Debió de quedarse adormilada porque poco después se sobresaltó al oír que la puerta se abría. Los acelerados latidos de su corazón la devolvieron a la realidad y se sentó en la cama con tal rapidez que incluso se mareó un poco.

Esta vez era Sean Donovan.

Al principio no dijo nada, se limitó a inspeccionar la habitación como si fuera un casero buscando razones para no devolver la fianza. Ella aprovechó el momento para estudiarlo, intentando detectar el más leve rastro de remordimiento en su expresión. Sí, ahí estaba: por la razón que fuese, Sean no las tenía todas consigo.

Cuando por fin la miró, sus ojos seguían luciendo el azul tormentoso de los momentos oscuros.

—No he podido sacarle casi nada a Bailey —dijo ella.

—¿Bailey?

—Es un chiste, cosas mías.

—Ya, pues me alegro de que estés haciendo amigos: pensaba que habías renunciado a esas cosas para siempre.

—¿De eso se trata, Sean? ¿Te has pasado todos estos años loco de amor por mí?

—¿Es lo que crees?

—Lo cierto es que ahora mismo no sé qué creer. ¿Qué fue lo que te pasó realmente, Sean?

Donovan sonrió, o al menos estuvo a punto de hacerlo: sus labios se arquearon un poco, como si la pregunta le hubiera parecido divertida.

—Los dos hemos terminado por estrellarnos, ¿no te parece?

—Bueno, yo voy tirando, pero tú... menuda pinta tienes.

Sean se miró de arriba abajo.

—No me refiero a eso, Sean.
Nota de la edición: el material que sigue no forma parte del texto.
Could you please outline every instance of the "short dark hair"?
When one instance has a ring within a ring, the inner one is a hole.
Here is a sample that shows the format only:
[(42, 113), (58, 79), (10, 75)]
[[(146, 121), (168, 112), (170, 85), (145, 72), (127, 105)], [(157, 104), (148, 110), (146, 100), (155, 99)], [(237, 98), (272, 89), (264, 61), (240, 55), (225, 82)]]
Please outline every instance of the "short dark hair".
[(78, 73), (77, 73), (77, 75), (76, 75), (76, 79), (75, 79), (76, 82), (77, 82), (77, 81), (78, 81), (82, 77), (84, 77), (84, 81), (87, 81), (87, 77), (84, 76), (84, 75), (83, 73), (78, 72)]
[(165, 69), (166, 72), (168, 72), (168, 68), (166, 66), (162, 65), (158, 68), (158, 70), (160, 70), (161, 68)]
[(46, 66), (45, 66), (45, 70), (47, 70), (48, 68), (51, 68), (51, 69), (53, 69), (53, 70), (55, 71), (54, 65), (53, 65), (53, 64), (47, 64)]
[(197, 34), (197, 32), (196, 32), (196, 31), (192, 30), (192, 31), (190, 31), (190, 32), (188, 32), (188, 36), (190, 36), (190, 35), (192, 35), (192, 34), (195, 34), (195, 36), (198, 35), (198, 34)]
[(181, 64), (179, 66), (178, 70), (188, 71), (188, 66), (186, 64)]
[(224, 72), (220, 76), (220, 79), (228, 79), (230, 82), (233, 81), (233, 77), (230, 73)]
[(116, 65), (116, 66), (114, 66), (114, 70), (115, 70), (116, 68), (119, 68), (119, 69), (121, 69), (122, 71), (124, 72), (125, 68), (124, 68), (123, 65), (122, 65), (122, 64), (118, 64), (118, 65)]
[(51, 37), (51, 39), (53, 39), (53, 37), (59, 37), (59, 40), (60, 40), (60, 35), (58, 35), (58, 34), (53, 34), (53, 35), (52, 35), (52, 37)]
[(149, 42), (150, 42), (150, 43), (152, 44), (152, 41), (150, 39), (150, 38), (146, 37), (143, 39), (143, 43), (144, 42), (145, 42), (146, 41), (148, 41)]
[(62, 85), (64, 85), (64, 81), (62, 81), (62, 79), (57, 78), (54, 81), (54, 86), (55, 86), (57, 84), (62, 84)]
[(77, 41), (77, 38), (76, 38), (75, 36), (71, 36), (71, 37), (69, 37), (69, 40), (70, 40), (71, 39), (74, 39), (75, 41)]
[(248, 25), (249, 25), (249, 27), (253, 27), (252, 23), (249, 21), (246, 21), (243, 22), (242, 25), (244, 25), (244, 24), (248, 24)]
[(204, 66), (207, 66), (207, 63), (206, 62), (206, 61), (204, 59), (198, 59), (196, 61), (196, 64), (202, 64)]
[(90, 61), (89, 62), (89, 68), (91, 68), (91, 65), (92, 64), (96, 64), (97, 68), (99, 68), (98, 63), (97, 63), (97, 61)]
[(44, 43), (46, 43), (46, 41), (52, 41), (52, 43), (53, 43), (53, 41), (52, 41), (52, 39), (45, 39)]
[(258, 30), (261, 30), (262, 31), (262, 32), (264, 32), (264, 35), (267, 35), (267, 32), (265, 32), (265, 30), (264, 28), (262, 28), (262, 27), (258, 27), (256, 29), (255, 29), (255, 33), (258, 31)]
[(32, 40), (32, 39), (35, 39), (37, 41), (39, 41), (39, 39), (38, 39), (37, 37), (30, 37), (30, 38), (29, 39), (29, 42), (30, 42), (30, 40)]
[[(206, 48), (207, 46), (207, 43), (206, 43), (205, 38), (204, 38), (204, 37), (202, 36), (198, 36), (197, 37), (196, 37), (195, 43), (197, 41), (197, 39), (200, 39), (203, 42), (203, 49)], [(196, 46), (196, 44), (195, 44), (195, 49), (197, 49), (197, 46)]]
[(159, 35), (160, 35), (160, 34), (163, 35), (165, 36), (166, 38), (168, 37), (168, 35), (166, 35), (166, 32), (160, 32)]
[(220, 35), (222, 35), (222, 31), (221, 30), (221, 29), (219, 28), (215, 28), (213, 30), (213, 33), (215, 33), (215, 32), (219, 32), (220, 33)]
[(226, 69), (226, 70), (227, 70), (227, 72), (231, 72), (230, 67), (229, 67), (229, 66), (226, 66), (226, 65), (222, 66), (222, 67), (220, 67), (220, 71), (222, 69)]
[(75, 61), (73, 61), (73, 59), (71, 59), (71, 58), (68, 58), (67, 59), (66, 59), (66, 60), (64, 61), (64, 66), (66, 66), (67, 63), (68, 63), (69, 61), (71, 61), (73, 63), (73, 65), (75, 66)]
Me refiero a ti: no eres el hombre que conocí. Das la impresión de haberte tomado un veneno de efecto retardado.

—Un veneno de efecto retardado...

Catherine se encogió de hombros y levantó las manos como si quisiera dejar claro que no tenía nada que ocultar. En los últimos tiempos, era un gesto muy habitual en ella.

—Ahora te das aires de gran señora, ¿no? Ahora que has dejado de beber como una cosaca.

Sus movimientos eran un poco más relajados que antes, como si le hubieran engrasado las articulaciones. Para alguien como Catherine, aquel detalle era más que suficiente: ni siquiera necesitaba percibir el leve aroma del alcohol en su aliento para saber que había bebido. Se lo imaginó cómodamente instalado en la planta baja, una planta baja que ella aún no había visto, pero que sin duda estaría un tanto destartalada y tendría vistas a un gran patio con sus cobertizos y su autobús de dos pisos, si eso es lo que era. Seguro que había un aparador o una vitrina para las bebidas, al estilo de los años cincuenta. Sean se habría servido de un decantador de cristal tallado, se habría bebido el primer vaso de un solo trago y, a continuación, se habría servido otro más para saborearlo a gusto y sin prisas. Un par de copas no iban a mermarle el entendimiento, se habría dicho a sí mismo: justo lo que todos se decían. Del mismo modo que los fumadores eran incapaces de percibir el olor del tabaco en su propia ropa, los bebedores siempre pensaban que el alcohol no les hacía efecto.

Catherine apretó las manos, ahora un tanto crispadas. Era lo que solía pasarle cuando se ponía a pensar en la bebida.

Las relajó y se alisó la falda con ellas, como si en la prenda hubiera migas de pan. En sus movimientos se intuía cierto grado de control, hecho que a él pareció molestarlo.

—Todo en su sitio, ¿no es así, Catherine? Quien te viese ahora no se creería las cosas que hacíamos en según qué momentos.

—Soy una alcohólica, Sean —dijo ella sin alterarse—. En su día hubo muchos momentos e hice muchas cosas que ahora no haría.

—Porque ahora eres una buena chica.

—No se trata de ser una buena chica.

—Aunque eras buena de verdad: de espaldas, de rodillas... siempre eras muy buena.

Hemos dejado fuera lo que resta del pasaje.